Zu groß, zu teuer, zu aufwändig: Für Merlin Ouboter ist es kein Wunder, dass sich das Elektroauto so schwertut. Deshalb hat der Schweizer Mobilitätsrevoluzzer ein radikal reduziertes Konzept entwickelt – und dafür ein altes Rezept neu aufgewärmt. Denn was da in diesen Tagen als Prototyp des Microlino um den Züricher See stromert, erinnert nicht von ungefähr an die legendäre Isetta, mit der Mobilität in den 1950ern schon einmal erschwinglich geworden ist. Das Projekt ist zwar schon fünf Jahre alt und zwischendurch hat Ouboter nicht nur mehrfach die Partner gewechselt, mit dem Karo des deutschen Zulieferers Artega einen Klon auf den Plan gerufen und neben einem Heer von Entwicklern auch die Juristen beschäftigt. Sondern nebenbei auch das eigene Modell noch einmal komplett umgekrempelt, mit einer LED-Leiste ins Hier und Heute geholt und zugleich noch einmal die Crashstruktur verbessert sowie die Plastikkarosse gegen Blech getauscht. Doch so langsam klingen die Geburtswehen ab und mit der finanziellen Rückendeckung des Kickboard-Königs Wim Ouboter, der zu Hochzeiten an guten Tagen 80.000 und heute noch immer über 1,5 Millionen Roller pro Jahr verkauft, sieht sein kleines Team endlich die Zielgerade: Auf der IAA in München wollen sie im September das finale Auto präsentieren und kurz danach zu Preisen ab 12.500 Euro noch die ersten paar hundert Exemplare ausliefern, bevor der italienische Entwicklungspartner und Karosseriebauer Cecomp dann ab 2022 bis zu 10.000 Autos im Jahr auf die winzigen Rädchen stellen soll. 

Auch wenn der Prototyp im coolen Mattlack gehalten ist und nicht das zweifarbige Retro-Livree trägt und wenn die wie Fühler an die Flanke geschraubten Scheinwerfer mit LED-Technik strahlen, ist der Microlino noch immer sofort als Isetta-Enkel zu erkennen. Das gilt für das winzige Format mit 2,50 Metern Kürze und 1,50 Metern Schmale, es gilt für die vier 13-Zoll-Rädchen und es gilt für die Form. Denn wie früher ist der Microlino vorne breiter als hinten. Und wie damals in den 1950ern ist die Tür vorne am Bug angeschlagen. 

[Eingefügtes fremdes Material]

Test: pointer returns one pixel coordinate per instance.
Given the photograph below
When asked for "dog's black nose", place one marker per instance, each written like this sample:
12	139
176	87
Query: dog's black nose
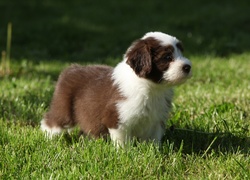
186	68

Wer durch die steigt und um die feststehende Lenkradsäule auf die durchgehende Bank klettert, macht allerdings einen Zeitsprung – und landet im Hier und Heute: Über dem Lenkrad thront ein kleiner Bildschirm, bedient wird die Isetta 2.0 über einen Touchscreen daneben, und natürlich fährt die Knutschkugel elektrisch.

Im Boden stecken deshalb im besten Fall Akkus mit einer Kapazität zu 14,4 kWh. Mit 2,5 kW in vier Stunden daheim an der Steckdose oder mit einem Typ2-Stecker auch öffentlich geladen, speisen sie für bestenfalls 200 Kilometer einen im Heck montierten E-Motor mit 20 kW, der maximal 90 km/h ermöglicht. Mehr ist nicht erlaubt für die Kategorie L7E, für die der Microlino gemacht ist. Weil die Zulassung aber zugleich das Gewicht auf 450 Kilo limitiert, hat der Heckmotor mit dem Zweisitzer buchstäblich leichtes Spiel, sprintet in fünf Sekunden auf Tempo 50 und schießt mit jedem Stromstoß durch die Stadt, als hätte er doch noch ein paar BMW-Gene. Dabei haben die Bayern dem Projekt sehr zur Ouboters Freude vom ersten Tag ein demonstratives Desinteresse entgegen gebracht. 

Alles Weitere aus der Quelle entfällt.